Für das Abitur seiner eigenen Tochter musste Cohnen an einem Aachener Gymnasium 120 Euro pro Eintrittskarte zahlen, die bereits vorab per Dauerauftrag gezahlt werden mussten. An einem Gymnasium in der Münsteraner Innenstadt fallen für den diesjährigen Abitur-Jahrgang sogar rund 160 Euro pro Karte an, wie eine Mutter berichtet. Hinzu kämen Anzüge für Schüler oder Kleider für die jungen Frauen oft im Wert von mehreren hundert Euro, nicht zu vergessen der Damenfriseur, für den auch schon mal 100 Euro fällig werden. Zur Finanzierung der Luxus-Sause habe es vorab regelmäßige Partys mit Mindestverzehr gegeben, bei denen – trotz des Lernstresses vor der Abiturprüfung – reichlich Alkohol fließe, berichtet die Mutter, die ihren Namen lieber nicht nennen will.

Schlechter oder gar nicht verdienende Eltern kommen bei den Kosten oft nur mit Mühe mit und können auf die Hilfe des Staates kaum bauen. Eine Kostenübernahme für Hartz-4-Empfänger sei nicht geboten, entschied etwa das Sozialgericht Düsseldorf Ende Oktober 2018 (Az.: S 43 AS 221/18). Schließlich sei die Schulabschlussfeier keine schulische Veranstaltung, und Hartz-4-Empfängern sei es ja auch generell «vielfach nicht möglich, an gesellschaftlichen Ereignissen in gewünschtem Umfang teilzunehmen», befanden die Sozialrichter in erstaunlicher Offenheit. Zwei Schwestern, die von Hartz 4 leben, hatten um Hilfe für jeweils 100 Euro Anteil an der Hallenmiete, 27 Euro Eintritt und weitere 90 bis 100 Euro für Kleider und Schuhe gebeten.

NRW-Schulministerin Yvonne Gebauer (FDP) rät zur Mäßigung: «Wer das Abi geschafft hat, soll das auch ordentlich feiern. Keine Frage», sagte sie. «Ich persönlich würde dazu raten, nicht die Bodenhaftung zu verlieren, damit alle unbeschwert mitfeiern können. Ein Abiball ist kein Opernball.» Auch die Ministerin betont indes – wie das Sozialgericht: «Ein Abiball ist eine privat organisierte Veranstaltung.»

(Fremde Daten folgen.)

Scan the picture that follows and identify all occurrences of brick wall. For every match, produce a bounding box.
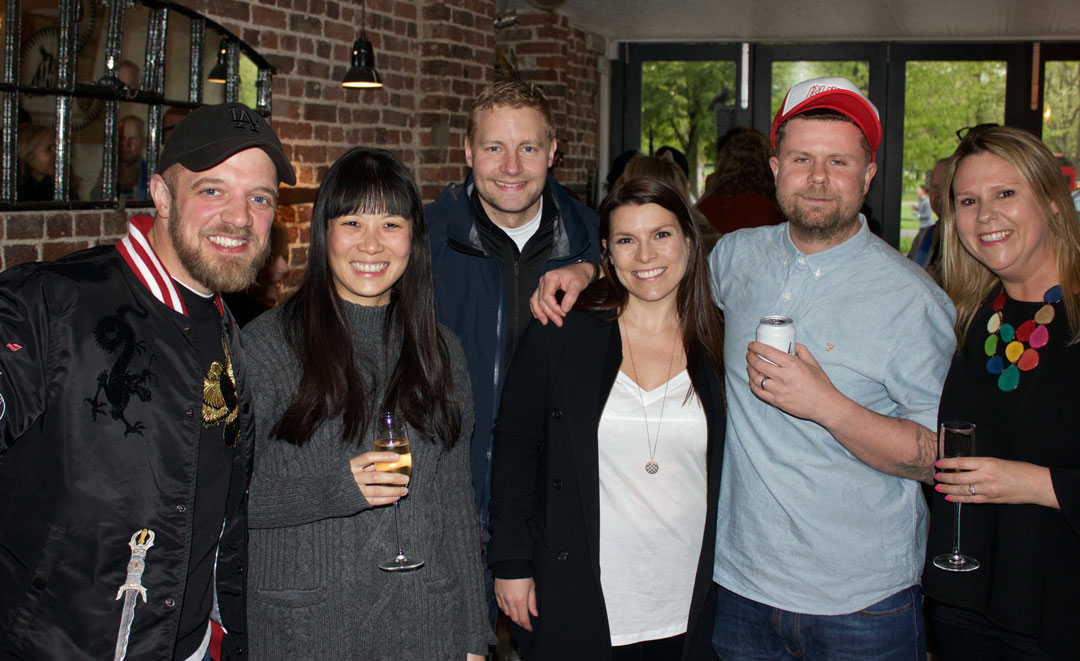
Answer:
[496,11,604,203]
[0,0,603,272]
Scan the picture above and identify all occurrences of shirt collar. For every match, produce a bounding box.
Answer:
[783,214,870,279]
[117,216,225,316]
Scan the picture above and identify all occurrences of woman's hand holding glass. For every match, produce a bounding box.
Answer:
[934,457,1059,510]
[495,578,540,631]
[349,451,409,507]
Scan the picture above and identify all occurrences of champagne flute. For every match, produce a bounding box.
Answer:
[934,422,978,571]
[375,413,423,571]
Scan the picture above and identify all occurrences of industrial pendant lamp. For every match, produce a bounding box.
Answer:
[206,39,229,83]
[341,2,382,87]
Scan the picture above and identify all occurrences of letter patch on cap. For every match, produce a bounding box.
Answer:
[229,107,259,133]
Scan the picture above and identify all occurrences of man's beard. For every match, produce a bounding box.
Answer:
[777,185,863,241]
[168,209,270,293]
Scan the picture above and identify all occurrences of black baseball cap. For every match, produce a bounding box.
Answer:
[158,103,296,186]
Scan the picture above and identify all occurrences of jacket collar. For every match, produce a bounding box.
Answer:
[117,216,225,316]
[441,172,589,259]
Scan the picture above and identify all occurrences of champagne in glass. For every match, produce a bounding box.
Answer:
[934,422,978,571]
[375,413,423,571]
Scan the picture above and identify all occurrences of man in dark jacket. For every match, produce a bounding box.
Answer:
[0,104,296,661]
[424,80,600,618]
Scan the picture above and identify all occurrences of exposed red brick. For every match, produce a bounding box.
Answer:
[0,243,39,269]
[4,214,45,241]
[75,213,102,237]
[41,241,91,261]
[45,214,75,239]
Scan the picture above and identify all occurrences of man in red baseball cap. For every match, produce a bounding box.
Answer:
[710,78,955,661]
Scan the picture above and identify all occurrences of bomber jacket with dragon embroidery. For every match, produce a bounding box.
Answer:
[0,216,254,660]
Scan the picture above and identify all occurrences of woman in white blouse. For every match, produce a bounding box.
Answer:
[488,177,725,661]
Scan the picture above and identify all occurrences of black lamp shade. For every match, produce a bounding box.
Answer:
[206,42,229,83]
[341,32,382,87]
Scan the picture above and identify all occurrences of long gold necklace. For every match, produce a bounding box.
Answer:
[626,321,678,475]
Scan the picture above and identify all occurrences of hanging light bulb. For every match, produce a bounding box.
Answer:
[206,39,229,83]
[341,2,382,87]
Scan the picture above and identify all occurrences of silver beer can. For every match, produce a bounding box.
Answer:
[756,315,795,354]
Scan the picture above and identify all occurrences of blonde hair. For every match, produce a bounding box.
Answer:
[465,78,555,143]
[942,126,1080,347]
[617,154,690,204]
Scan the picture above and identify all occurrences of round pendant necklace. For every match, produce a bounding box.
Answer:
[626,321,678,475]
[983,285,1062,392]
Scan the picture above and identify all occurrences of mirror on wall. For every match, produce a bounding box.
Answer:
[0,0,272,208]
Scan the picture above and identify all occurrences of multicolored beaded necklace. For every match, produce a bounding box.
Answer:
[983,285,1062,392]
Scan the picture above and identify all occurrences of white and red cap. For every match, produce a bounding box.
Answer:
[769,77,881,160]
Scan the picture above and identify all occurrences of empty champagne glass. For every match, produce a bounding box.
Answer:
[934,422,978,571]
[375,413,423,571]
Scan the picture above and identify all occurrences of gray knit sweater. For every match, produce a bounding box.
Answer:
[243,303,494,661]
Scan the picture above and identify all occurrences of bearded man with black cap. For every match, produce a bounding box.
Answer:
[710,78,956,661]
[0,104,296,660]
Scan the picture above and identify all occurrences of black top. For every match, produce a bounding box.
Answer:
[175,284,240,659]
[923,293,1080,658]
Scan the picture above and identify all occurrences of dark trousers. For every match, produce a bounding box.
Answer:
[930,604,1056,661]
[611,634,686,661]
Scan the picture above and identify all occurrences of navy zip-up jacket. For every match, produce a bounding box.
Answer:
[424,173,600,528]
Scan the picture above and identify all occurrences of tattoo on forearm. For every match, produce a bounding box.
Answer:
[895,424,937,484]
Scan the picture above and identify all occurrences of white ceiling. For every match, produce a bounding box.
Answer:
[507,0,1080,41]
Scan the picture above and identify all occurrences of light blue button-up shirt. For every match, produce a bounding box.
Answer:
[710,217,956,615]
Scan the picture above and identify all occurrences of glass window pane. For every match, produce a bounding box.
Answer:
[16,118,56,202]
[203,28,226,104]
[640,62,737,198]
[1042,62,1080,190]
[900,60,1007,253]
[769,60,870,118]
[239,51,259,108]
[165,12,192,102]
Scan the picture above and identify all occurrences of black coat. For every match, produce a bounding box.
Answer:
[0,222,254,661]
[488,312,725,661]
[423,173,600,527]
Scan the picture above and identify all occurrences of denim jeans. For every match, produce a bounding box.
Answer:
[713,585,927,661]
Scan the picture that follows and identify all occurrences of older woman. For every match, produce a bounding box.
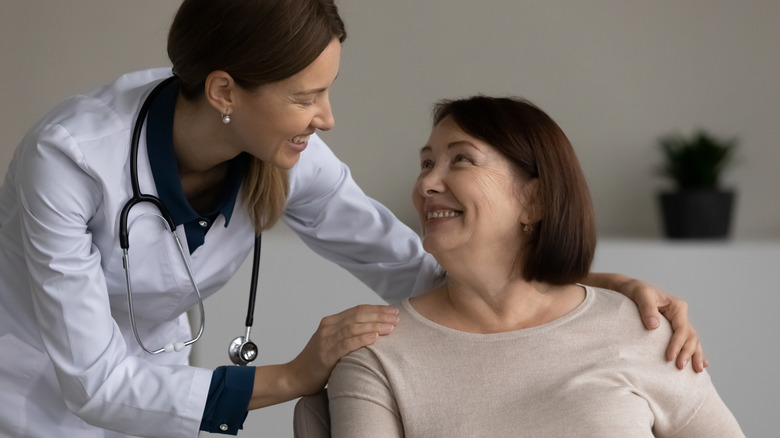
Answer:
[328,97,743,438]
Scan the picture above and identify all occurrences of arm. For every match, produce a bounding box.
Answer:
[284,136,441,301]
[328,349,404,438]
[583,273,709,372]
[17,126,211,437]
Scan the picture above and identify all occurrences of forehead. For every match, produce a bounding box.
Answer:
[421,116,494,153]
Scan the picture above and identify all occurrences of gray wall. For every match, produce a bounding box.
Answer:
[0,0,780,237]
[0,0,780,436]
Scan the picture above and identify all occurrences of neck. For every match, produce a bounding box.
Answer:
[173,93,239,177]
[412,253,585,333]
[173,94,238,213]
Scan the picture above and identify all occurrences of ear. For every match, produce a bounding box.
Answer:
[204,70,237,114]
[520,178,545,225]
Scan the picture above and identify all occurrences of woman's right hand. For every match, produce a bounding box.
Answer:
[249,304,398,409]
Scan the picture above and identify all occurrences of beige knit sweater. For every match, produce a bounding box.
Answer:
[328,287,744,438]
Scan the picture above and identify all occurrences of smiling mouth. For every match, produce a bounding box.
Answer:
[425,210,463,219]
[289,134,311,144]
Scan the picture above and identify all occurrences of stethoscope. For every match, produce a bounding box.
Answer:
[119,76,262,365]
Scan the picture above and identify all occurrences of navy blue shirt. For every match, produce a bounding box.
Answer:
[146,81,255,435]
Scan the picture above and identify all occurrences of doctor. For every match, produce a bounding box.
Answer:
[0,0,704,437]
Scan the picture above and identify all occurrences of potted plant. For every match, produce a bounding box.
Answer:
[658,130,737,239]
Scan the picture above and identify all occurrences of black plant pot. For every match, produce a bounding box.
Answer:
[659,189,735,239]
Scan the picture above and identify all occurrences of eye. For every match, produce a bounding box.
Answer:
[452,154,472,163]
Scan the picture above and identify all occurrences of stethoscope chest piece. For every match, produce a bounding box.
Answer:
[228,327,258,365]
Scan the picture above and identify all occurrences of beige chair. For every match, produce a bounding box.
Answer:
[293,389,330,438]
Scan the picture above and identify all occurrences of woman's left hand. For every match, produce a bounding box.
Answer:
[618,279,709,373]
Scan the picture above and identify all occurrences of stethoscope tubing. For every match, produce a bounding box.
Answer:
[119,76,262,365]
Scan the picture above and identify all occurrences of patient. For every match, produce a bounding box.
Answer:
[328,97,744,438]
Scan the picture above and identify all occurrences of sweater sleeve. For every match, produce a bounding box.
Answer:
[663,379,745,438]
[627,310,744,438]
[328,348,404,438]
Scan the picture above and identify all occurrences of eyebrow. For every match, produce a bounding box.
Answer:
[420,140,478,154]
[293,73,339,96]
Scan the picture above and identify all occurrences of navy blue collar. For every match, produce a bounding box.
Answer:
[146,77,247,253]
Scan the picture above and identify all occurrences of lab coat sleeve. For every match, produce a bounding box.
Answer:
[17,125,211,437]
[284,136,441,301]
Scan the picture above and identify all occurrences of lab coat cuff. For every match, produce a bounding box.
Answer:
[200,366,255,435]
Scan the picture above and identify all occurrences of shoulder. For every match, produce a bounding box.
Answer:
[290,134,348,192]
[15,69,170,174]
[584,288,672,365]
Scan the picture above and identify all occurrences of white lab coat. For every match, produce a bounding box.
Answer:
[0,69,439,438]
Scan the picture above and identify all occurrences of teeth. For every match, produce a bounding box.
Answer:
[427,210,460,219]
[290,135,309,144]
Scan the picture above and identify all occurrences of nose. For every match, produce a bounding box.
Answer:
[312,97,336,131]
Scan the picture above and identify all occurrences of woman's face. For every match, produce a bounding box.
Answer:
[412,117,523,262]
[230,39,341,169]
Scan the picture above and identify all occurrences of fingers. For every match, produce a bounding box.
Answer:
[318,305,398,365]
[691,342,710,373]
[661,297,709,373]
[286,305,398,395]
[633,282,667,330]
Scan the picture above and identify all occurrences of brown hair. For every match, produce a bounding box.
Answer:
[168,0,347,232]
[434,96,596,284]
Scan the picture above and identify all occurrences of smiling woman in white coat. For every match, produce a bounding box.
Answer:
[0,0,705,437]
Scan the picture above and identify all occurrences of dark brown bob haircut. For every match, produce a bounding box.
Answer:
[433,96,596,284]
[168,0,347,233]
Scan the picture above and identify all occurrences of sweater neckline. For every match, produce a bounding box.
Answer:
[401,284,596,340]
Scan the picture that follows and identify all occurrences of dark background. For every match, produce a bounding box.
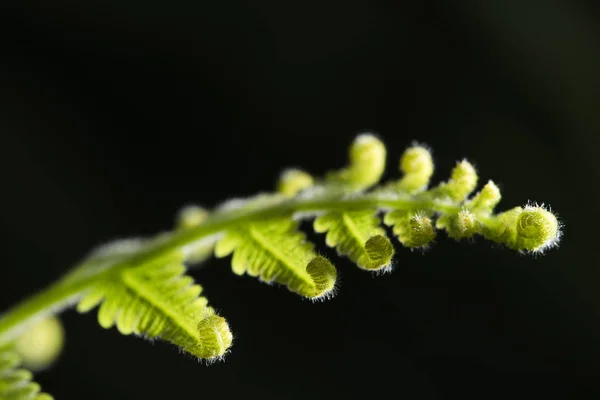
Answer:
[0,0,600,399]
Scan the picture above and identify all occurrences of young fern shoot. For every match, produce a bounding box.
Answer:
[0,134,561,400]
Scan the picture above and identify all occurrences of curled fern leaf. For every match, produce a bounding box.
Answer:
[215,218,337,299]
[0,348,52,400]
[314,210,394,271]
[77,255,232,360]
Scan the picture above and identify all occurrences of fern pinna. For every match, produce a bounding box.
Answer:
[0,134,561,400]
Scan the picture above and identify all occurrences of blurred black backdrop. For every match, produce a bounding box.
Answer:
[0,0,600,399]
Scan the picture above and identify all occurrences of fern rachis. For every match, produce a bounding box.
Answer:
[0,134,561,400]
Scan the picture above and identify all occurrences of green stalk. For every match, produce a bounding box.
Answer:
[0,194,464,344]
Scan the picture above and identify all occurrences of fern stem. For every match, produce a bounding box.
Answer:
[0,194,482,345]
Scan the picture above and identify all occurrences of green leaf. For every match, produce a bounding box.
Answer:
[0,348,52,400]
[77,255,232,360]
[383,210,436,248]
[313,209,394,270]
[215,218,337,299]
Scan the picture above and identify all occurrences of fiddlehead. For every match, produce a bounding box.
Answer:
[0,134,562,399]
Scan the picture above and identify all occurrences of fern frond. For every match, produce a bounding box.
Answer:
[215,218,337,299]
[77,255,232,360]
[313,209,394,271]
[0,134,562,386]
[0,347,53,400]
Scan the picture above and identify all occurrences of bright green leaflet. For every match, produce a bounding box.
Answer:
[0,134,561,398]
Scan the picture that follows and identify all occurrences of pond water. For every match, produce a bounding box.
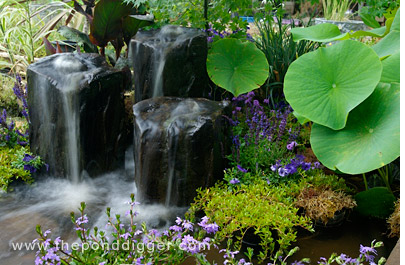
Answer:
[0,148,186,265]
[0,147,397,265]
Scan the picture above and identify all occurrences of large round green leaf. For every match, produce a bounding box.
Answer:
[207,39,269,96]
[284,40,382,130]
[311,83,400,174]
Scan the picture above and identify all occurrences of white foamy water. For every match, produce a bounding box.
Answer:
[0,147,186,265]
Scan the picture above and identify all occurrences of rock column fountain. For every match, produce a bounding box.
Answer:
[130,25,208,102]
[27,53,127,179]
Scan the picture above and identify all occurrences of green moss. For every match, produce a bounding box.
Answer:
[0,145,33,191]
[188,181,312,260]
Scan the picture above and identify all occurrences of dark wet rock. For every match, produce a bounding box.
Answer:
[27,53,128,179]
[134,97,228,206]
[130,25,209,102]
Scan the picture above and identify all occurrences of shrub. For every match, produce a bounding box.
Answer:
[0,145,34,191]
[188,180,313,261]
[295,187,356,225]
[387,199,401,237]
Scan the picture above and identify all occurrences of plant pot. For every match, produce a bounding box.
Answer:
[314,18,369,33]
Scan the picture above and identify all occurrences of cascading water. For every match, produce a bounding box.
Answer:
[54,56,85,183]
[134,97,228,206]
[129,25,208,102]
[27,54,126,177]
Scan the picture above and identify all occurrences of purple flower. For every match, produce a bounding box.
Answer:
[24,165,37,173]
[229,178,240,185]
[76,214,89,225]
[278,167,288,177]
[179,235,200,254]
[279,164,297,174]
[183,220,193,231]
[23,154,35,162]
[301,163,311,171]
[287,141,298,150]
[237,165,248,173]
[169,225,183,232]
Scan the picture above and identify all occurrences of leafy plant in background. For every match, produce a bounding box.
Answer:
[322,0,354,21]
[0,0,71,74]
[188,180,313,261]
[0,146,33,191]
[0,74,48,191]
[207,39,269,96]
[0,74,29,148]
[358,0,400,25]
[284,10,400,174]
[255,16,319,108]
[149,0,272,33]
[225,91,319,184]
[45,0,153,60]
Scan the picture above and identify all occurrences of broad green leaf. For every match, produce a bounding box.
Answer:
[391,8,401,31]
[372,9,401,57]
[122,15,153,45]
[291,23,347,42]
[372,31,401,57]
[380,52,400,83]
[207,39,269,96]
[311,83,400,174]
[284,40,382,130]
[90,0,131,47]
[354,187,396,219]
[58,26,98,53]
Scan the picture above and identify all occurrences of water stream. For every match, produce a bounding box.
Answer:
[0,148,186,265]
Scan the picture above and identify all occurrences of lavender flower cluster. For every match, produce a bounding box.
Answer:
[34,195,224,265]
[226,91,301,171]
[270,155,320,177]
[0,74,29,147]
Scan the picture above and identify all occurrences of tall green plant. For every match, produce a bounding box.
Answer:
[284,10,400,174]
[0,0,72,73]
[255,16,319,108]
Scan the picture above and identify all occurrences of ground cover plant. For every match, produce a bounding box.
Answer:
[0,75,46,191]
[0,0,400,265]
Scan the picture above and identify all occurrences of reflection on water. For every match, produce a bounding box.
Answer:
[0,147,185,265]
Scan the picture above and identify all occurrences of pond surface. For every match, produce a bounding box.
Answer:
[0,149,397,265]
[0,148,185,265]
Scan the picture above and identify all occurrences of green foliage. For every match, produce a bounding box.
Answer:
[0,0,71,74]
[0,145,33,191]
[0,74,19,114]
[358,0,400,17]
[58,26,98,53]
[255,16,319,108]
[188,181,313,260]
[322,0,353,21]
[207,39,269,96]
[149,0,271,32]
[311,82,400,174]
[354,187,396,219]
[285,10,400,174]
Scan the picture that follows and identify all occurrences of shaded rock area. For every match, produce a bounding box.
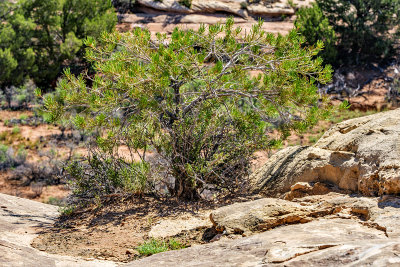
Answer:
[0,194,116,267]
[127,193,400,267]
[251,109,400,196]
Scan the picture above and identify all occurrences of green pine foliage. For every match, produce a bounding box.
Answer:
[44,19,331,199]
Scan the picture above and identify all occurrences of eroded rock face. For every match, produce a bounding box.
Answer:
[251,109,400,196]
[137,0,295,18]
[0,194,116,267]
[127,193,400,267]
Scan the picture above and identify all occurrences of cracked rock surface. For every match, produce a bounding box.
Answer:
[251,109,400,196]
[0,194,116,267]
[127,193,400,267]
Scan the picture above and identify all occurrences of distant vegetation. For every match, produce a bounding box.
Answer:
[0,0,117,101]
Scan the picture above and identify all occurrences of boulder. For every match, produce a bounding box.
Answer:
[250,109,400,196]
[0,194,117,267]
[137,0,295,18]
[126,193,400,267]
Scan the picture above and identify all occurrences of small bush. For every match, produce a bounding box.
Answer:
[12,126,21,134]
[0,144,27,170]
[294,3,337,64]
[66,152,150,200]
[136,239,185,256]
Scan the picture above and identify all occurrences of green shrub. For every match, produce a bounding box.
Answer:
[0,0,117,96]
[12,126,21,134]
[0,144,28,170]
[44,19,332,199]
[136,239,185,256]
[66,153,150,200]
[294,3,337,65]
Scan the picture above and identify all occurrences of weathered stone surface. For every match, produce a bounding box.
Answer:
[127,193,400,267]
[0,194,116,267]
[127,219,400,267]
[251,109,400,196]
[137,0,294,18]
[211,198,337,235]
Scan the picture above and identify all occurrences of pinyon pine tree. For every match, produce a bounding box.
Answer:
[45,19,331,199]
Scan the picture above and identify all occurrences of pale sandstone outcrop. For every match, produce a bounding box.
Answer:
[137,0,295,18]
[0,194,117,267]
[127,193,400,267]
[251,109,400,196]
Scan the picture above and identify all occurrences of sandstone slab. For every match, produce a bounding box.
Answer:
[0,194,116,267]
[126,193,400,267]
[251,109,400,196]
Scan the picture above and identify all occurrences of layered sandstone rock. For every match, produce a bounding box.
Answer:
[251,109,400,196]
[137,0,295,18]
[0,194,117,267]
[127,193,400,267]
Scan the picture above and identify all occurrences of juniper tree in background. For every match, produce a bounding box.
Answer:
[0,0,117,96]
[45,19,331,199]
[294,3,337,65]
[0,1,37,105]
[316,0,400,64]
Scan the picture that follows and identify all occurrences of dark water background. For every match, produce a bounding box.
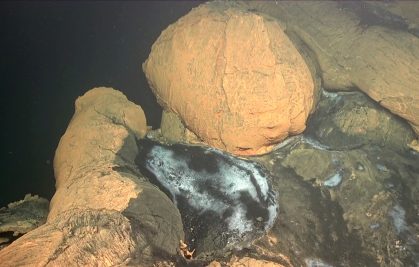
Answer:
[0,1,201,207]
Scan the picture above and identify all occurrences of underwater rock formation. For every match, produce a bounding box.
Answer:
[143,2,315,155]
[240,1,419,140]
[136,139,277,254]
[0,194,49,249]
[0,88,184,266]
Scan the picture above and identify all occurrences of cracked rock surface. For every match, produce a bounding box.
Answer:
[0,88,184,266]
[143,3,315,155]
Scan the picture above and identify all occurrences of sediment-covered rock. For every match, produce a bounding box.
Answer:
[0,194,49,249]
[0,88,184,266]
[143,4,315,155]
[241,1,419,139]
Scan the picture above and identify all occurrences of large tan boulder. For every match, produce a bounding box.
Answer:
[143,4,314,155]
[240,1,419,138]
[0,87,184,266]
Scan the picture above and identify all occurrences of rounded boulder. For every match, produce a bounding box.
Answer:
[143,3,315,155]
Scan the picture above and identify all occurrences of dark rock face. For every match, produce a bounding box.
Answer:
[136,139,277,258]
[306,91,415,151]
[255,93,419,266]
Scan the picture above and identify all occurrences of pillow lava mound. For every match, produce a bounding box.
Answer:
[143,4,315,155]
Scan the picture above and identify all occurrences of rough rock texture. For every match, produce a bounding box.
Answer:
[241,1,419,138]
[306,92,415,151]
[255,92,419,267]
[0,194,49,249]
[143,4,315,155]
[0,88,184,266]
[207,257,288,267]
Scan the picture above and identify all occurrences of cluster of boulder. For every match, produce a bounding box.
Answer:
[0,1,419,266]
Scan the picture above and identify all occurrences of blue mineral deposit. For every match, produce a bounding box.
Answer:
[323,170,343,187]
[136,139,278,252]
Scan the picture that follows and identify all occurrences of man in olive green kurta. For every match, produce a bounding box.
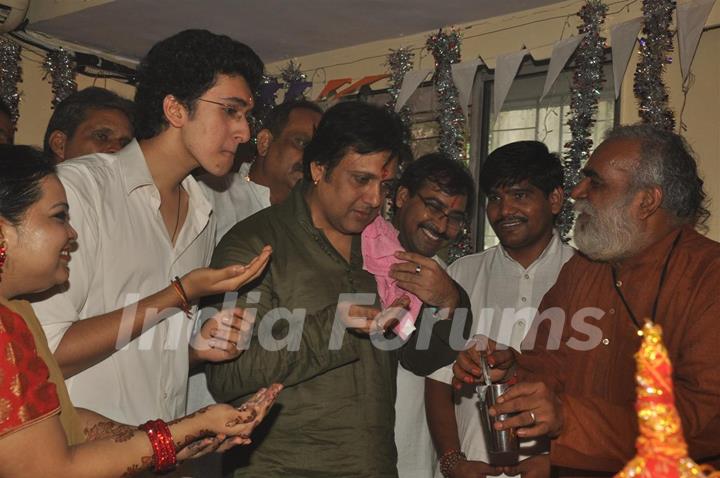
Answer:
[206,103,400,477]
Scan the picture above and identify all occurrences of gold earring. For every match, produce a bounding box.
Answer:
[0,238,7,280]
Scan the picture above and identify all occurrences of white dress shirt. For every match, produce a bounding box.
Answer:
[395,256,447,478]
[198,163,270,244]
[428,234,575,478]
[33,141,215,425]
[187,163,270,413]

Dass die Schule rechtlich komplett außen vor ist, kann zum Problem werden, wenn es beim ausgelassenen Feiern Schäden im Saal gibt oder die Finanzierung des Balls platzt – etwa, weil deutlich weniger Besucher kommen als eingeplant waren. Nach der Feier laufen die Abiturienten auseinander, die Jahrgangsstufe als Ganzes auf Kostenerstattung zu verklagen, ist nach einem Gerichtsurteil (Amtsgericht Detmold 6 C 394/14) nicht statthaft. So kann es am Ende denjenigen persönlich treffen, der unvorsichtig genug war, den Fest-Vertrag zu unterschreiben.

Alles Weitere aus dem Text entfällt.